Nei giorni
scorsi, il prestigioso docente universitario di diritto tributario nonché
consulente fiscale (pardon tax lawyer,
come da sua autodescrizione twitter)
Dario Stevanato
ha detto la sua in merito a un annoso dibattito riguardante il sistema fiscale
italiano: evadono di più i piccoli o i grandi ?
Ma non ci sono
dubbi, dice Stevanato: “le possibilità di evadere sono di norma inversamente
proporzionali alla dimensione dell’impresa”
quindi sbagliatissimo
accusare le grandi che, poverine, sono vittime di richieste di “pizzo di Stato
con contestazioni interpretative utili solo a fare gettito”
Ohibò, ma queste
“contestazioni interpretative” non riflettono il problema dell’elusione fiscale
? Cioè (definizione Wikipedia) dell’abitudine di certi contribuenti a “porre in
essere un negozio giuridico o una concatenazione di atti giuridici di per sé leciti,
al solo scopo di ridurre l’obbligazione tributaria”. Che “a differenza dell’evasione
fiscale, non è perseguibile penalmente, ma può costituire solo un illecito
amministrativo”.
Ma nooooo, che
dite mai, ci fa sapere Stevanato: “il rischio elusione è iper-presidiato sia
sul piano normativo che su quello accertativo”.
Caro professor
Stevanato, io non sono un tax lawyer,
ma di materia fiscale un po’ di pratica ce l’ho (perché lavoro da 38 anni
durante i quali ho frequentato parecchi suoi colleghi, da Giulio Tremonti in
giù) e francamente l’ho capita diversa.
“Le tasse sono
care” (come disse il direttore amministrativo della prima società per cui ho
lavorato), cioè la fiscalità in Italia (più che altrove) è onerosa.
Questo non fa
piacere a molte unità produttive, grandi e piccole, a molte società e a molti
lavoratori autonomi.
I piccoli, non
di rado evadono: qualche volta per disonestà e avidità, qualche volta perché si
trovano di fronte all’alternativa o di evadere o di chiudere.
I grandi, QUANDO
GUADAGNANO BENE (e quindi quando non si dice che sarebbero lieti di pagare
tutte le tasse, ma non si troverebbero a dover chiudere per questo) spesso pongono in
atto, appunto, “concatenazioni di atti giuridici al solo scopo di ridurre l’obbligazione
tributaria”.
Quindi eludono.
E possono farlo perché sicuramente “il rischio elusione è iper-presidiato”. Da
chi ? In primo luogo, da competenti e ben pagati tax lawyers.

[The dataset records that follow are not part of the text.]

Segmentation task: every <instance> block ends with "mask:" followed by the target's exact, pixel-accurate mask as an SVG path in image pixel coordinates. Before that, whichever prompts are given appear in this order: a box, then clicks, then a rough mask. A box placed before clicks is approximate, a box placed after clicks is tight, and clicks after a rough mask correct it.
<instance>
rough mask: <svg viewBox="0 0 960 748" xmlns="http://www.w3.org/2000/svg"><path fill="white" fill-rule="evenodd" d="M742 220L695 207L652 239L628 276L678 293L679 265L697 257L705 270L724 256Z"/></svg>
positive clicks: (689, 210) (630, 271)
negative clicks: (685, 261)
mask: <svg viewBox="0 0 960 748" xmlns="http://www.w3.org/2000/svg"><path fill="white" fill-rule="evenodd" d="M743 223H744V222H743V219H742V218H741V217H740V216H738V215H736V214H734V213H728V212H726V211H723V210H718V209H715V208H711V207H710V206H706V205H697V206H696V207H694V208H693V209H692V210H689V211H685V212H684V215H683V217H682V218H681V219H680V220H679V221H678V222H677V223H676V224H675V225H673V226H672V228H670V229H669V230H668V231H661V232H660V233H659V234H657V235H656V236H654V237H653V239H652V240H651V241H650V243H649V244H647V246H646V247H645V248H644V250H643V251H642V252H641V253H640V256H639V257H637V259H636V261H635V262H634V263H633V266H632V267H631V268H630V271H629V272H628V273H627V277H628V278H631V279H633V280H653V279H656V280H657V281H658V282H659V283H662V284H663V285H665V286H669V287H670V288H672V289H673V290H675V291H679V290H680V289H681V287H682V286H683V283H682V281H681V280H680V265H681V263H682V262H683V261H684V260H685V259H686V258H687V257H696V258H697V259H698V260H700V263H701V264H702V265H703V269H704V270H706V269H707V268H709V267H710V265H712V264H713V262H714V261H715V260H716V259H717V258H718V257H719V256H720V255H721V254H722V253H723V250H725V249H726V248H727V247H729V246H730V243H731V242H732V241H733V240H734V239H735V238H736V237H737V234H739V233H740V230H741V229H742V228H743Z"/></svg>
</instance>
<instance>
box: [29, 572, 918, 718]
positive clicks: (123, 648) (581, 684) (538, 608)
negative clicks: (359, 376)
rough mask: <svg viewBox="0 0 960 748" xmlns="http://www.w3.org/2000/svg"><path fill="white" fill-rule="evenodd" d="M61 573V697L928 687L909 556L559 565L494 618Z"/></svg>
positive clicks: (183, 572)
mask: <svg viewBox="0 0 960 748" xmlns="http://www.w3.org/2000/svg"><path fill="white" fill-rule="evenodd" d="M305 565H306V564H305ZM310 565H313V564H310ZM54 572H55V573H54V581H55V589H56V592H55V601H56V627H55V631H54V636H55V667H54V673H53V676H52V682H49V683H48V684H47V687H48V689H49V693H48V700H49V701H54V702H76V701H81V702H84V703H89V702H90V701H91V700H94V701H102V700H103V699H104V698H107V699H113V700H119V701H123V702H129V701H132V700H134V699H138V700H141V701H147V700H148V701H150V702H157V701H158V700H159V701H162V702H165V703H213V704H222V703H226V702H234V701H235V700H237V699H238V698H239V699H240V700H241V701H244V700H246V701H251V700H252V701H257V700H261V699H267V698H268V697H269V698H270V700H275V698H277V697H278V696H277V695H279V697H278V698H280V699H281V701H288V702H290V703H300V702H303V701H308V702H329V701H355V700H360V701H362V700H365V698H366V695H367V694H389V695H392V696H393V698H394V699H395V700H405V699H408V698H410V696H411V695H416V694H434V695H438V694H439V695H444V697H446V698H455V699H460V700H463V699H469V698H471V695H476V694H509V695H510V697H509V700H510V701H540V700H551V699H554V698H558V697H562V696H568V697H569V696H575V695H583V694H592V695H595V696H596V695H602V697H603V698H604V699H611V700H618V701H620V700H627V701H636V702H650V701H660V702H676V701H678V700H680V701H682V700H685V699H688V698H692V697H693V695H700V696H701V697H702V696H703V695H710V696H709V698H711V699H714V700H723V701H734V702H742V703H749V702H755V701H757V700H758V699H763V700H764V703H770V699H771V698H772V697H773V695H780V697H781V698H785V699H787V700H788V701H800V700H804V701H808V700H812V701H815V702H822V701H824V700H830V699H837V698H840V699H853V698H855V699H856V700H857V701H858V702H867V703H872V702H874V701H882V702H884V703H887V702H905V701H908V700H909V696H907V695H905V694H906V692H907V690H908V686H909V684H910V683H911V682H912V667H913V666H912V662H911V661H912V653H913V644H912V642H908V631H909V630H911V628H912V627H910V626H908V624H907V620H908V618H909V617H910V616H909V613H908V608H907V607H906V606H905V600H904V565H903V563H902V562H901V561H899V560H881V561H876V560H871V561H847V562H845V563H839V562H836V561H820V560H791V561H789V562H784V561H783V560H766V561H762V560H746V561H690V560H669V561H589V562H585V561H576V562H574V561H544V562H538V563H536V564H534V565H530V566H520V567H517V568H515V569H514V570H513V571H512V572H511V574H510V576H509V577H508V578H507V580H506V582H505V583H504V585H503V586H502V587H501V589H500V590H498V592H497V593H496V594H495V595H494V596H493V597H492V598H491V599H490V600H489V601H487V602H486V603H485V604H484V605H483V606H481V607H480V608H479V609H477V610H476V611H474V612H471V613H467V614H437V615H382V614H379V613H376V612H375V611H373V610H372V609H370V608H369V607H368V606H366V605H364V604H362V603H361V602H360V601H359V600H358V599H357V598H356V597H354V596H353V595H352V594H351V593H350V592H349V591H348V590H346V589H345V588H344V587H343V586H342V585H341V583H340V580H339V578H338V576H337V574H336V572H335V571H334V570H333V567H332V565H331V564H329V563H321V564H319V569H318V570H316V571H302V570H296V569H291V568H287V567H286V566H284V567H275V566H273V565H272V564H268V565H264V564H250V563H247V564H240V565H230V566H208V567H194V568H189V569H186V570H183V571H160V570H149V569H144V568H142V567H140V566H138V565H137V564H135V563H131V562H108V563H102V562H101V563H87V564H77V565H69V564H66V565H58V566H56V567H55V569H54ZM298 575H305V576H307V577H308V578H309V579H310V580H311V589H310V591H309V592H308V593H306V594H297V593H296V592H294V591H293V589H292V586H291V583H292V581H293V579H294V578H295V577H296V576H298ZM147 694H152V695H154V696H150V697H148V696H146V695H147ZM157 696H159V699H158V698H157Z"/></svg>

Tipo, per fare un nome a caso, il professor Dario
Stevanato.
Chiaro, esiste
un presidio anche da parte dell’amministrazione pubblica, che mette in atto
controlli non perché richiede il “pizzo di Stato con contestazioni
interpretative utili solo a fare gettito”, ma perché è suo dovere verificare se
le “concatenazioni di atti giuridici” attuate “al solo scopo di ridurre l’obbligazione
tributaria” rispettino la legge o meno.
E la risposta è
tutt’altro che ovvia, perché si parla di elusione appunto in quanto ci si muove
in aree grigie, in cui si può sostenere la liceità degli atti ma anche il suo
contrario.
Certo, la grande
azienda si può servire di competenti e ben pagati tax lawyers (si diceva), che con la loro consumata perizia sono in
grado di dire al cliente “questa concatenazione regge” e comunque “anche in
caso di contestazione ci difendiamo bene” e alla peggio “poi sfruttiamo un concordato e paghiamo anni dopo una frazione di quello che non abbiamo pagato anni prima” perché il fisco
preferisce l’uovo oggi piuttosto che la gallina forse mai.
La soluzione
totale a questo problema probabilmente è impossibile da trovare. Una
mitigazione importante può però essere ottenuta riducendo i livelli effettivi
di tassazione. Per esempio utilizzando la Moneta Fiscale. E riducendo così la
necessità / convenienza sia ad evadere che a eludere.
E pazienza se
guadagneranno un po’ meno i fabbricanti di “concatenazioni di atti giuridici”.